Hannah Farver and Lindsey Wagstaffe are two teenage ladies who are passionate about reclaiming and promoting the robust, biblical vision of true womanhood. In 2005, they founded a website for young women called Beauty from the Heart. The site quickly became a go-to spot for young women interested in recovering God’s design for feminine attractiveness. Being nationally ranked public speakers, their ministry soon extended to a string of conferences on themes such as purity, modesty, and femininity.
Over the next two weeks, I’ll post an introductory interview that I did with them awhile back. Today I’ll post my interaction with Hannah. Next week I’ll post Lindsey’s answers to the same questions.
1. First of all, do you mind if I ask your age, how many siblings you have, and where you are in your schooling (what year?)?
I’m nineteen, the oldest of four, and I’m taking CLEP courses right now. You could call me a college freshman, I guess.
2. How has your family been instrumental in the formation and cultivation of your faith in Christ?
It’s tough to begin to describe their influence on me, because it’s hard to know where their influence starts and ends. My Mom led me to Christ when I was nine. My Dad leads our family in worship on Sunday.
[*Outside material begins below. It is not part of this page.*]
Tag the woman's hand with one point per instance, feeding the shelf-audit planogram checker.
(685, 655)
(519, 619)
When I was a little kid, they pushed me to memorize the Bible (pushed me, because I didn’t understand then why it was so important.) They taught me that receiving good, challenging biblical teaching is vital if you want to grow as a Christian.
And, you could say my siblings help by promoting my sanctification. (Wink, wink.) Truly, daily interaction with them helps me see my own faults through how I relate to them.
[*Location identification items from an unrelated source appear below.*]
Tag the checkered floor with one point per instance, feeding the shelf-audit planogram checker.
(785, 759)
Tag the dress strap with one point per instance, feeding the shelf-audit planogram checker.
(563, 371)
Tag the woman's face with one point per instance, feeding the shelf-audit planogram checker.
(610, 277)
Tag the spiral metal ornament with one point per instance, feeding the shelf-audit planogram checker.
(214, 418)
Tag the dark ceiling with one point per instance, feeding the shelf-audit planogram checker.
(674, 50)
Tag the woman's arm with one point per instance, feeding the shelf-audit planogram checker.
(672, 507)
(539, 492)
3. What sort of disciplines did your family implement that have been most influential for you?
For as long as I can remember, there has been a big emphasis on Bible reading in our family. I took this for granted growing up. I didn’t realize that some people can view daily Bible studies as a form of legalism—like reading God’s Word is only something done to feel more moral than the next guy—and therefore don’t read it much at all.
I’m blessed because my parents never felt the need to caution me about that. Their conviction was, “Read it every day, even when you don’t feel like it,” because only by reading and knowing the truth in the Bible can we ever be free from such sin as legalism, dependence on ourselves, rebellion, etc. So the Bible was seen as part of the solution, not part of the problem, and I’m grateful for that perspective.
4. What books have been particularly meaningful to you?
Oi vay. As a bibliophile, this question’s a toughie. Recently, Tim Keller’s The Prodigal God and Francis Chan’s Crazy Love have helped pull my mind from the self-righteous and/or self-condemning ruts and put my identity into a more biblical perspective.
Another very meaningful book to me is, oddly, The Great Gatsby. I fell in love with that book when I first read it—not because it was of great spiritual comfort to me—but because of how poignantly it described the human condition. It wasn’t a book on sanitary, perfect people. It was a book about the unhappy rich and famous and how—like Augustine said—our hearts are restless until (and unless) we find our rest in God.
5. When did you take up speaking and writing?
I started to write stories before I learned to spell…which means my early writing was very difficult to read. I had this really basic, circa 1992, low tech software called “Storybook Weaver” for putting together stories and I spent hours doing that as a little kid. The blog-writing part didn’t come until 2004, though.
As for speaking…I didn’t like the idea of speaking in public at all. At all, at all, at all. But Mom put me in a speech class when I was fifteen, and by sixteen I’d discovered a new love. It’s gotten easier with time, and if you love to write, I think speaking flows naturally out of that. Once you get over (or at least, learn to ignore) a fear of public speaking, the communication part is just like writing…it involves the same skills.
6. What are your current projects?
Well, besides school, trying to keep up the Beauty from the Heart blog and get one book published, I’m also working on a novel.
7. How can readers pray for you?
Wisdom would be great—and trust in God for the future.